New insights from computational modelling Using the neurophysiological data obtained from a TS animal model of pharmacological striatal disinhibition,
Caligiore et al. (Plos Computational Biology 2017) proposed a computational model of the basal ganglia-cerebellar-thalamo-cortical system to address the mechanisms of motor tic generation in Tourette syndrome. Overall, the model suggested that interplay between dopaminergic signal and cortical activity triggered the occurrence of tic and was able to predict the amount of tics generated when striatal dopamine increases and when the cortex is externally stimulated.

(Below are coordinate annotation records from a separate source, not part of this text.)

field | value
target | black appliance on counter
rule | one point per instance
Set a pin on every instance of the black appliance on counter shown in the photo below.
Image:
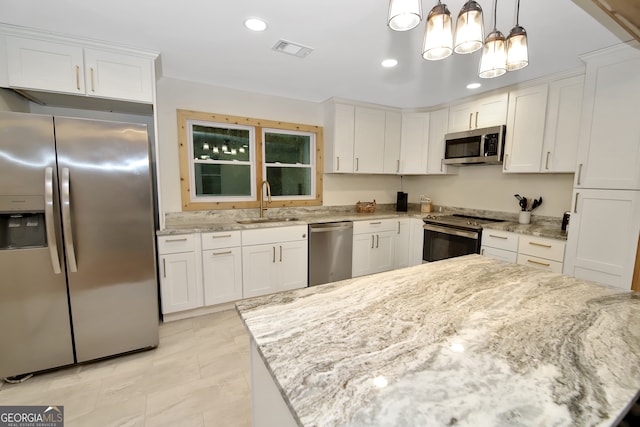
(448, 236)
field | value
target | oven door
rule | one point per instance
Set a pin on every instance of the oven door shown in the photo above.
(441, 242)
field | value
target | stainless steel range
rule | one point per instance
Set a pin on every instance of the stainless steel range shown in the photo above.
(448, 236)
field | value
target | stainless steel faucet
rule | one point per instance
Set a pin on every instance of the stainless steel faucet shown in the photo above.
(262, 208)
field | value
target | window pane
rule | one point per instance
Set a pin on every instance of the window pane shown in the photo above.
(222, 180)
(218, 143)
(287, 148)
(286, 181)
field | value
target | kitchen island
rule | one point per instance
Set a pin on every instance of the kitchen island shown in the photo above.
(466, 341)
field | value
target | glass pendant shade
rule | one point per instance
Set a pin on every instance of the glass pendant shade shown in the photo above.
(494, 56)
(517, 51)
(404, 14)
(469, 28)
(438, 37)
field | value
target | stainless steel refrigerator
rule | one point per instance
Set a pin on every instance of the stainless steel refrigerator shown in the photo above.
(77, 253)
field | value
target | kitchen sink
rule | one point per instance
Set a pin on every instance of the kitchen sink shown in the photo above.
(263, 220)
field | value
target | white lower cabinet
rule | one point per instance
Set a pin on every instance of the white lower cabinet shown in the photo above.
(180, 277)
(221, 267)
(603, 236)
(274, 260)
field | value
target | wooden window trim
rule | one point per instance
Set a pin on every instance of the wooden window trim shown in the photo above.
(185, 161)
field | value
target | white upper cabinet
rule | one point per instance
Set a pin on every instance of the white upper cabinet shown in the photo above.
(392, 138)
(414, 143)
(487, 111)
(562, 129)
(37, 63)
(369, 133)
(609, 150)
(438, 125)
(525, 129)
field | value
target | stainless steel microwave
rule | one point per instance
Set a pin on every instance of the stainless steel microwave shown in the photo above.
(476, 146)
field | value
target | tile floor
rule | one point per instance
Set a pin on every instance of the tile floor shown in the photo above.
(198, 376)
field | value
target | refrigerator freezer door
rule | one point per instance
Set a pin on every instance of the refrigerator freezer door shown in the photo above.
(35, 330)
(113, 290)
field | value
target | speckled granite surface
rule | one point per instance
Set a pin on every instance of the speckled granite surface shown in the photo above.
(468, 341)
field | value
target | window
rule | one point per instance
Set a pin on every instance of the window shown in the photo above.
(223, 160)
(288, 163)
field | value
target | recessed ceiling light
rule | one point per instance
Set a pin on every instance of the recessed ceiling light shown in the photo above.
(388, 63)
(255, 24)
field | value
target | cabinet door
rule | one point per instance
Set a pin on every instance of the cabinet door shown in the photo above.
(368, 140)
(438, 125)
(603, 236)
(609, 151)
(525, 129)
(562, 127)
(414, 146)
(363, 245)
(43, 65)
(179, 283)
(383, 253)
(292, 266)
(392, 132)
(118, 76)
(222, 275)
(258, 270)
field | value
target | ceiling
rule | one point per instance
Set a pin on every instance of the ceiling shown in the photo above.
(205, 41)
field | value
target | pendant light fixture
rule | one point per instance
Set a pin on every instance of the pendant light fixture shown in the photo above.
(438, 37)
(469, 28)
(517, 50)
(404, 14)
(494, 55)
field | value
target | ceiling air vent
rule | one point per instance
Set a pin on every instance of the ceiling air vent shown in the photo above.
(291, 48)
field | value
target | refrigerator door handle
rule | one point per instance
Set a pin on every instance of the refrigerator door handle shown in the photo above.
(48, 219)
(66, 221)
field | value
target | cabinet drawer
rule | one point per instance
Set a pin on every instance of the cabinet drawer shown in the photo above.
(550, 249)
(177, 243)
(500, 240)
(540, 263)
(223, 239)
(500, 254)
(373, 226)
(263, 236)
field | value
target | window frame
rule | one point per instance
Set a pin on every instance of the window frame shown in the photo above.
(187, 170)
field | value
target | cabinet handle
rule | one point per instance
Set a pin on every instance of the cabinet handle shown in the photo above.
(221, 253)
(540, 244)
(579, 173)
(546, 164)
(539, 263)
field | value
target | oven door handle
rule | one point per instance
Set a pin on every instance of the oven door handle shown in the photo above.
(452, 231)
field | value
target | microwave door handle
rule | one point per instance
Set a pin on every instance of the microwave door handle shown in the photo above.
(451, 231)
(52, 242)
(66, 221)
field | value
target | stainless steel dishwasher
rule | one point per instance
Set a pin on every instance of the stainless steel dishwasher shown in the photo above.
(330, 246)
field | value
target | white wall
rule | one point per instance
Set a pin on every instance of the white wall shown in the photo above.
(486, 187)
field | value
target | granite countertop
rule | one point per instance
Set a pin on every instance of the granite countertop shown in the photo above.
(466, 341)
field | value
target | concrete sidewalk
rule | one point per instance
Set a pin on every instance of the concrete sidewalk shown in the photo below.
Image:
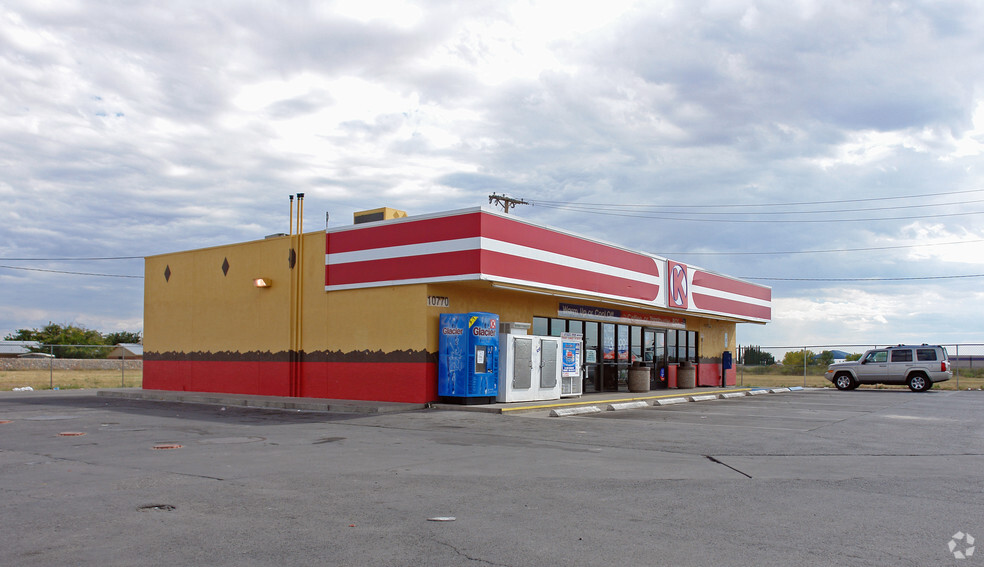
(371, 407)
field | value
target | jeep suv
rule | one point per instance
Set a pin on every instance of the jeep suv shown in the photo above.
(919, 367)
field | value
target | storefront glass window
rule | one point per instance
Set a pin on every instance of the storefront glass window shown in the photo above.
(558, 327)
(671, 351)
(635, 340)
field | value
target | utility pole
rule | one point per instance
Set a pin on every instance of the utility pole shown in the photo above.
(505, 202)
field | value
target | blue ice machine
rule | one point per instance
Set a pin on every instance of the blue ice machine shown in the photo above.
(468, 361)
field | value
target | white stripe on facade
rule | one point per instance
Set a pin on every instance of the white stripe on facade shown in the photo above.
(475, 243)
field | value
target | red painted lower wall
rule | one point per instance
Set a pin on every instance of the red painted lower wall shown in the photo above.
(409, 382)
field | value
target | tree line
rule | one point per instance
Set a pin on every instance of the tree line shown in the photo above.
(793, 360)
(66, 337)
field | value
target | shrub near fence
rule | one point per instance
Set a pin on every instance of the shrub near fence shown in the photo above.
(792, 368)
(70, 373)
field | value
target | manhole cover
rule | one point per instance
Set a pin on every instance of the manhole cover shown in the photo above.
(156, 508)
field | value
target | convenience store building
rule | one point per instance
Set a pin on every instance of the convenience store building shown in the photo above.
(352, 312)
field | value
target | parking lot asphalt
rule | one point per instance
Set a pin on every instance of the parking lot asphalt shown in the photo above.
(815, 477)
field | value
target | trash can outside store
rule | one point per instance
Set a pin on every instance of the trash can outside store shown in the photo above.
(686, 375)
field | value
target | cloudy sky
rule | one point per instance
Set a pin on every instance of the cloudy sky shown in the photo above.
(830, 149)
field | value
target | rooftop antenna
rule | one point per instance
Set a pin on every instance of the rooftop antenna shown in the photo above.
(505, 202)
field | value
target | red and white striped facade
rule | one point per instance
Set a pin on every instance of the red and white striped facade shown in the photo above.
(478, 244)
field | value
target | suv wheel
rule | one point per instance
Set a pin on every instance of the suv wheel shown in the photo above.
(844, 381)
(919, 383)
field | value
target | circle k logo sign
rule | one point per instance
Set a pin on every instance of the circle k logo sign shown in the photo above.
(677, 287)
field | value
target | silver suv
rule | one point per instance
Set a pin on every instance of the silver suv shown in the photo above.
(919, 367)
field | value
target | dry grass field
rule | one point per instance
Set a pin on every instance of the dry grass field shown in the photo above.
(777, 380)
(69, 379)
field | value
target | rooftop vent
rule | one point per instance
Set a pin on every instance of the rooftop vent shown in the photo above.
(383, 213)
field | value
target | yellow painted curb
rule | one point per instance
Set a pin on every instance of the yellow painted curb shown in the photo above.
(617, 400)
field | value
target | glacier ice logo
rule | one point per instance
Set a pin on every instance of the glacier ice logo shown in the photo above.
(957, 545)
(678, 285)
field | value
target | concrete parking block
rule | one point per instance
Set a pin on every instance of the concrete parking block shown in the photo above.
(627, 405)
(565, 412)
(669, 401)
(704, 397)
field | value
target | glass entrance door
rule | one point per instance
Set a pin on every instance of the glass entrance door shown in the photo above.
(654, 348)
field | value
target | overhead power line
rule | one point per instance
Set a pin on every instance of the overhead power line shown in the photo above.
(67, 272)
(868, 249)
(792, 204)
(863, 279)
(70, 259)
(719, 213)
(659, 216)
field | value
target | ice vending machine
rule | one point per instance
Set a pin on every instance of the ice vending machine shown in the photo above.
(468, 361)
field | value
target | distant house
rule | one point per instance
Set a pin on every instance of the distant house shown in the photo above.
(13, 349)
(126, 350)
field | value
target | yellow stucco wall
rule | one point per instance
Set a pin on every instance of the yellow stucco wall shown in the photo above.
(200, 309)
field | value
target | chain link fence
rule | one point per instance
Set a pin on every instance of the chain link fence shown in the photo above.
(774, 366)
(62, 367)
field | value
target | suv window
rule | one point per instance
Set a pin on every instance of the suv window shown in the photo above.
(928, 354)
(877, 356)
(902, 355)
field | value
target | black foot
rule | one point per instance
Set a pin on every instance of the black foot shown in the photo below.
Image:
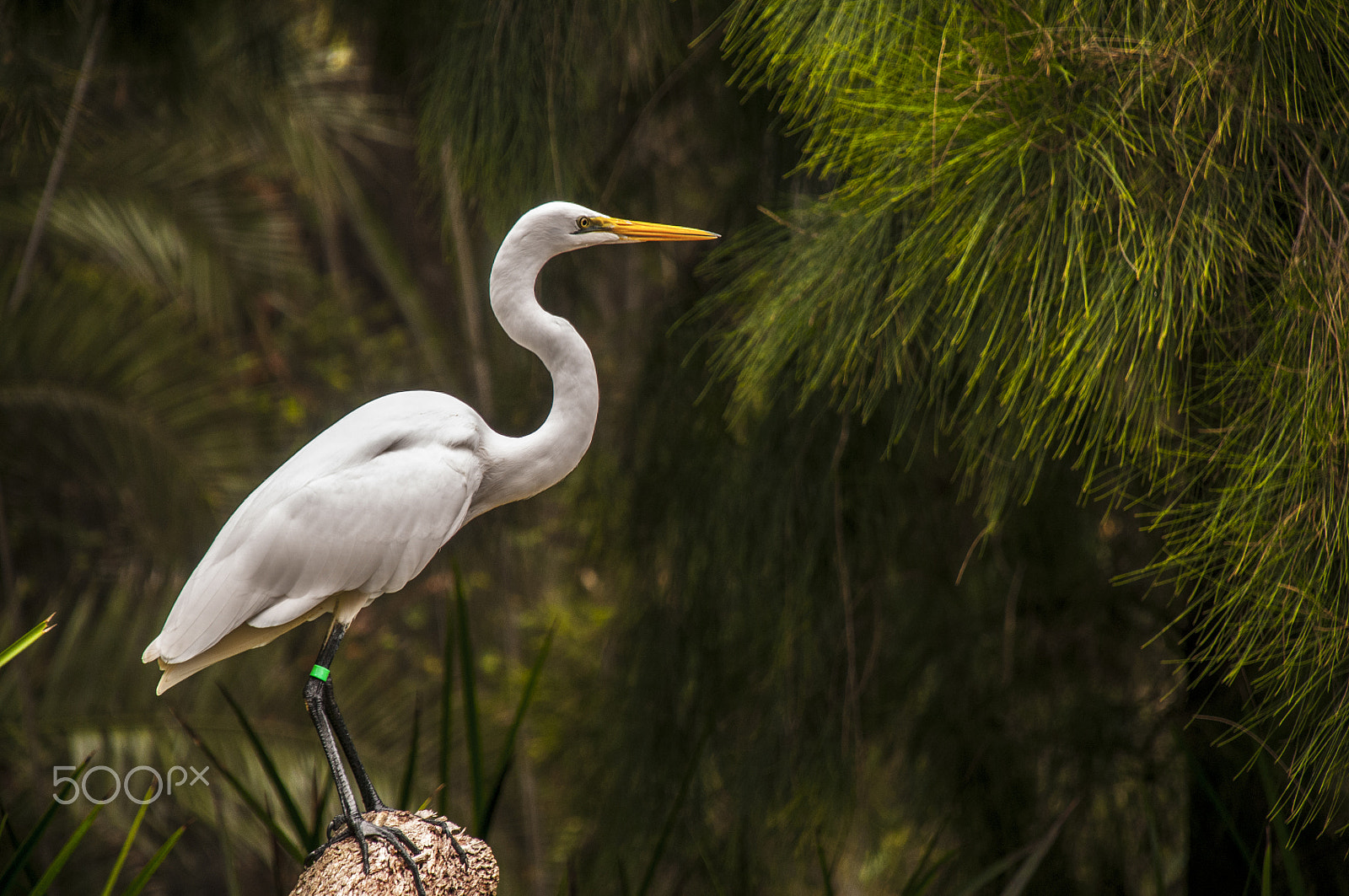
(361, 829)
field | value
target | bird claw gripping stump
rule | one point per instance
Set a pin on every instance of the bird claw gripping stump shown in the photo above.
(388, 853)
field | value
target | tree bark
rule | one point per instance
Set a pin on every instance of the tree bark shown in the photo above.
(339, 872)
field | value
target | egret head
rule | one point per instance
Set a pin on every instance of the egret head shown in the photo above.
(562, 227)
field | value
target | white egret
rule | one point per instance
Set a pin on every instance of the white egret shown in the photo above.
(362, 509)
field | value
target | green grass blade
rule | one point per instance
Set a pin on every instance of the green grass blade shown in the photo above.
(513, 733)
(247, 797)
(470, 693)
(67, 851)
(405, 788)
(26, 641)
(826, 872)
(127, 842)
(288, 801)
(20, 855)
(1038, 851)
(153, 865)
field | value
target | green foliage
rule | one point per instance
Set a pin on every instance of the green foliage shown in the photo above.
(24, 641)
(1106, 233)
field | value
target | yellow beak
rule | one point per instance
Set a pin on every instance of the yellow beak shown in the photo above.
(647, 231)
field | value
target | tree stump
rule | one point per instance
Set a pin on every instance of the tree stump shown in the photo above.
(339, 872)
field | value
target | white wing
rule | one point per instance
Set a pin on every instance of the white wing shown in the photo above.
(362, 507)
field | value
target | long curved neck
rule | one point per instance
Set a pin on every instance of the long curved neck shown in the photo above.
(523, 467)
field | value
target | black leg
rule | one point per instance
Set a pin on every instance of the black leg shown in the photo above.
(357, 770)
(368, 790)
(316, 700)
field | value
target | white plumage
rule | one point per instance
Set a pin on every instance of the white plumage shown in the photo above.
(364, 507)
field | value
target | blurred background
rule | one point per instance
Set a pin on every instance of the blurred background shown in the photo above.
(966, 520)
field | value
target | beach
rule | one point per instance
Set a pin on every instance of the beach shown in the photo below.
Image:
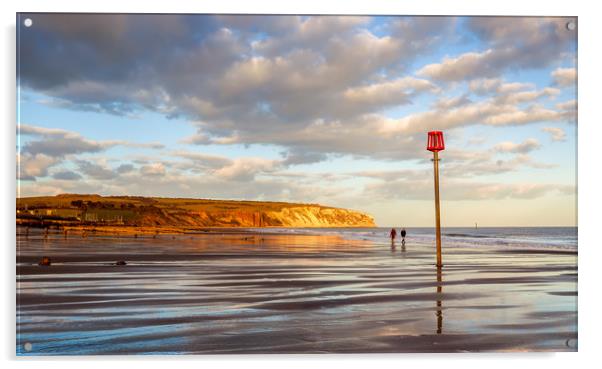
(285, 291)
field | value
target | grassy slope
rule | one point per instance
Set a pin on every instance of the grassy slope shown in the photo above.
(191, 213)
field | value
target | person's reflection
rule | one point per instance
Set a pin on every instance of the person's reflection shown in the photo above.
(439, 298)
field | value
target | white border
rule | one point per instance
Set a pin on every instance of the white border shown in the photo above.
(589, 168)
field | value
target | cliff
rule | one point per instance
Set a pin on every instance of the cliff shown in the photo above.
(186, 213)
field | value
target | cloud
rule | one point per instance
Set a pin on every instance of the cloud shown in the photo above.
(59, 143)
(513, 43)
(565, 77)
(96, 171)
(30, 166)
(245, 169)
(458, 190)
(125, 168)
(155, 169)
(248, 79)
(521, 148)
(557, 134)
(67, 175)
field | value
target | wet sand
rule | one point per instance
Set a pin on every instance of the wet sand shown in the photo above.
(271, 293)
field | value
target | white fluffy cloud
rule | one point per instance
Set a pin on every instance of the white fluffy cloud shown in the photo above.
(556, 133)
(521, 148)
(565, 76)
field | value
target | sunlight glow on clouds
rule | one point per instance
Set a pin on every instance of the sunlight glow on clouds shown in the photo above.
(326, 109)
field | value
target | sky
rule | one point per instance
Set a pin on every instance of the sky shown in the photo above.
(332, 110)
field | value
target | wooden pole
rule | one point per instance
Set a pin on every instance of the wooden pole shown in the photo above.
(437, 210)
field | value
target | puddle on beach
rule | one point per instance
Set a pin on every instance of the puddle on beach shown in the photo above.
(279, 293)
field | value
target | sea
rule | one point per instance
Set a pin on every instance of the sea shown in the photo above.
(286, 290)
(538, 238)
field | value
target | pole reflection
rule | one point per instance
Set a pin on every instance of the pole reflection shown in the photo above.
(439, 312)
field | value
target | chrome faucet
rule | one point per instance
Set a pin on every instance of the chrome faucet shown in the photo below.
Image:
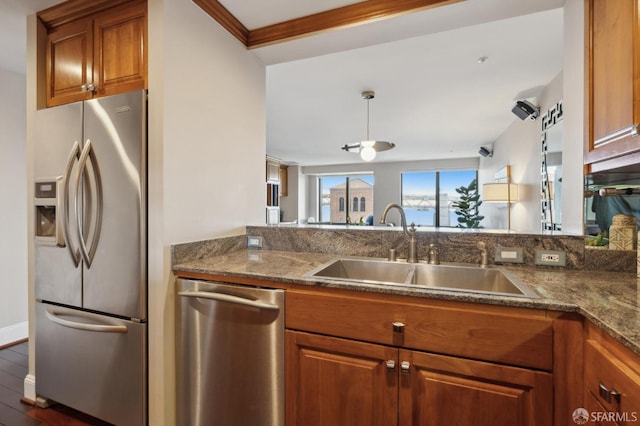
(483, 254)
(412, 256)
(433, 257)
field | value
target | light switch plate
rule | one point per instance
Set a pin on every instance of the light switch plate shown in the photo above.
(551, 258)
(509, 254)
(254, 242)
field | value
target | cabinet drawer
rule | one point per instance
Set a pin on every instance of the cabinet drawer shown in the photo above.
(613, 383)
(507, 335)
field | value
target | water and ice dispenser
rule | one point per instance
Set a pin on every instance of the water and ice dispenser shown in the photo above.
(47, 207)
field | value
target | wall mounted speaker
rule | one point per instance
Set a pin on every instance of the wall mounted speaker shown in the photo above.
(525, 109)
(485, 152)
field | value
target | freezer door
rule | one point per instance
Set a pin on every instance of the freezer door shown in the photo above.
(92, 363)
(58, 277)
(115, 205)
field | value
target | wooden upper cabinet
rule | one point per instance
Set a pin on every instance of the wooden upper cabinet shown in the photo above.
(69, 62)
(97, 55)
(120, 50)
(612, 92)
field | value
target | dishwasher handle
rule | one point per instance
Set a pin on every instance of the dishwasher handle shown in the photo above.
(54, 316)
(221, 297)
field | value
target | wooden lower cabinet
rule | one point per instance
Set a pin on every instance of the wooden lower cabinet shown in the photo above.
(335, 381)
(443, 390)
(332, 381)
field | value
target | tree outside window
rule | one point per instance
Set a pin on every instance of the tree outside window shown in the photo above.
(428, 197)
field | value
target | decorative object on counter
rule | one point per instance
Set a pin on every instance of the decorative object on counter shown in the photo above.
(599, 241)
(368, 148)
(467, 206)
(623, 232)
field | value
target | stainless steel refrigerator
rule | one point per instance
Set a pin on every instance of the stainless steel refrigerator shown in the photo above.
(91, 257)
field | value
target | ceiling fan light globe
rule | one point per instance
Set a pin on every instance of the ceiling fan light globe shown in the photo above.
(367, 153)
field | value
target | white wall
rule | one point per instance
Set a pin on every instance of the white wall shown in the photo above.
(573, 122)
(13, 193)
(520, 147)
(206, 159)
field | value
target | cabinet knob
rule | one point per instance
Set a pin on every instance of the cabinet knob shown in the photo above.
(89, 87)
(608, 394)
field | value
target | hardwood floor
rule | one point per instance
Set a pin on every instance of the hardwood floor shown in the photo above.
(13, 412)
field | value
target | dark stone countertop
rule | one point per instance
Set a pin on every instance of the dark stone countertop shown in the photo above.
(610, 300)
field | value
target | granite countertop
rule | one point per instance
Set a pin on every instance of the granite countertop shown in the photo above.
(610, 300)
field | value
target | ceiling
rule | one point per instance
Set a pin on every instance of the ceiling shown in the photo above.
(433, 98)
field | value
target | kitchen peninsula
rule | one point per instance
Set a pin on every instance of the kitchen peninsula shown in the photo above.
(579, 314)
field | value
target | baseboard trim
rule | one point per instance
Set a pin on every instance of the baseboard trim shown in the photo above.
(15, 333)
(30, 388)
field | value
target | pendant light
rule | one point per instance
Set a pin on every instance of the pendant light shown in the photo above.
(368, 148)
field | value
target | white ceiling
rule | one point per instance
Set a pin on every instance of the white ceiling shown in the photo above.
(432, 97)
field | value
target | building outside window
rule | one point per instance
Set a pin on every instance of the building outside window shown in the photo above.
(335, 190)
(427, 197)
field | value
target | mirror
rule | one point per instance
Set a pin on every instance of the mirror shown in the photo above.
(551, 170)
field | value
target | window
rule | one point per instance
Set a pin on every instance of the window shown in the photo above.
(335, 193)
(427, 196)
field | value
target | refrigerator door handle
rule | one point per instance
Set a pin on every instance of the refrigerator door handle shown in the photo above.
(54, 316)
(60, 233)
(73, 156)
(88, 154)
(221, 297)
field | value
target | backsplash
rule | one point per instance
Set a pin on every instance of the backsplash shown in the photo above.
(454, 246)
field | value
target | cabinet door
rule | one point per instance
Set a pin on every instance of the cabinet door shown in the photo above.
(69, 62)
(120, 50)
(613, 95)
(613, 380)
(333, 381)
(600, 414)
(439, 390)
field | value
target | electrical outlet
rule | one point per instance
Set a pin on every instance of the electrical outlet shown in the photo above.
(254, 242)
(551, 258)
(509, 254)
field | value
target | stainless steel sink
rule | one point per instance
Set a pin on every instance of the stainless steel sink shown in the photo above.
(367, 270)
(439, 277)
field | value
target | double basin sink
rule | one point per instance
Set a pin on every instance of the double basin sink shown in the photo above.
(439, 277)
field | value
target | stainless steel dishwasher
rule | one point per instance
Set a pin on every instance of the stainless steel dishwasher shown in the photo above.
(230, 353)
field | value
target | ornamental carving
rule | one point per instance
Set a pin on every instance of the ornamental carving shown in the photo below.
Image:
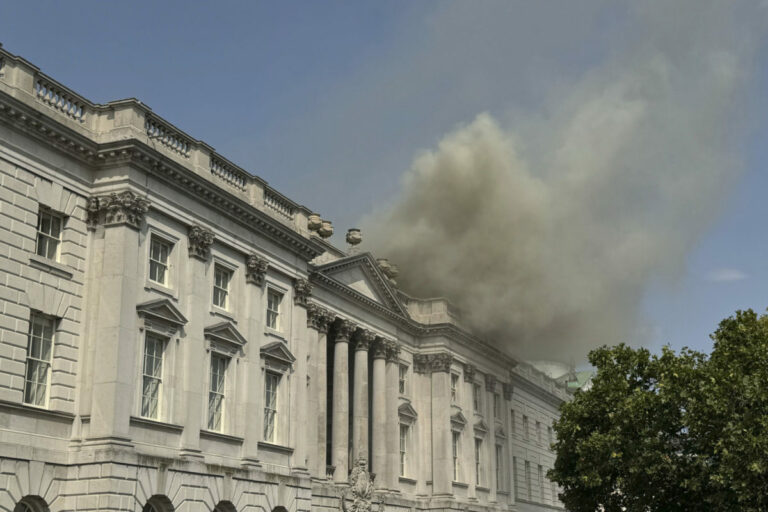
(302, 290)
(507, 389)
(118, 208)
(363, 339)
(318, 318)
(393, 351)
(200, 241)
(429, 363)
(469, 373)
(361, 489)
(255, 269)
(490, 383)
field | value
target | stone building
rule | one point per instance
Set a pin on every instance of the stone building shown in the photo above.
(177, 335)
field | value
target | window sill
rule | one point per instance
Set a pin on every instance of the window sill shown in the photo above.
(54, 267)
(161, 425)
(221, 436)
(161, 289)
(223, 313)
(275, 448)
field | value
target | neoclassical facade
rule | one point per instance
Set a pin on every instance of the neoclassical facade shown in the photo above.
(176, 335)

Maia and Conceição (Biological Psychiatry 2017) further discussed the role of tonic and phasic dopamine in tics learning and expression. Based on the existing literature of habit formation and reinforcement learning in TS, the authors proposed a model of tics as exaggerated and persistent motor habits reinforced by aberrant, increased phasic dopamine responses. According to this model, tonic dopamine realise would serve to amplify the tendency to execute learned tics. The authors also proposed the mechanism of antipsychotics’ action on tics: increased activity of indirect pathway due to antipsychotic administration could result in tic reduction, but at the same time potentially also could increase the propensity for tic learning due to plasticity in the indirect pathway. In contrast, the authors also suggested that a low dose of dopamine agonists could decrease both phasic and tonic dopamine and thus reduce both tic learning and tic expression. Both of these reports assume increasing tics with increasing dopamine concentrations, an assumption that seems to contradict observations that tics do not increase with exogenous levodopa
(Black and Mink, 2000) nor improve with development of Parkinson disease
(Shale et al., 1986)(Kumar and Lang, 1997)(Martinez-Torres et al., 2009). Based largely on available functional anatomical studies,
Conceição et al (Current Opinion in Neurobiology 2017) proposed a computational
model of premonitory urges for tics in TS. According to this model, premonitory urges and in particular their termination, like termination of other aversive stimuli, might elicit positive prediction errors, supported by phasic dopamine release that would then reinforce tics. The insula may play a central role in aversive feeling associated with premonitory urges and their learned negative value. The insula might send this information via direct or indirect projections to dopamine neurons, which might use it for calculation of the positive prediction errors that occur with termination of the premonitory urge. In short, the authors provide a more detailed neurobiological explanation for the classic model that premonitory urges may strengthen tics through negative reinforcement.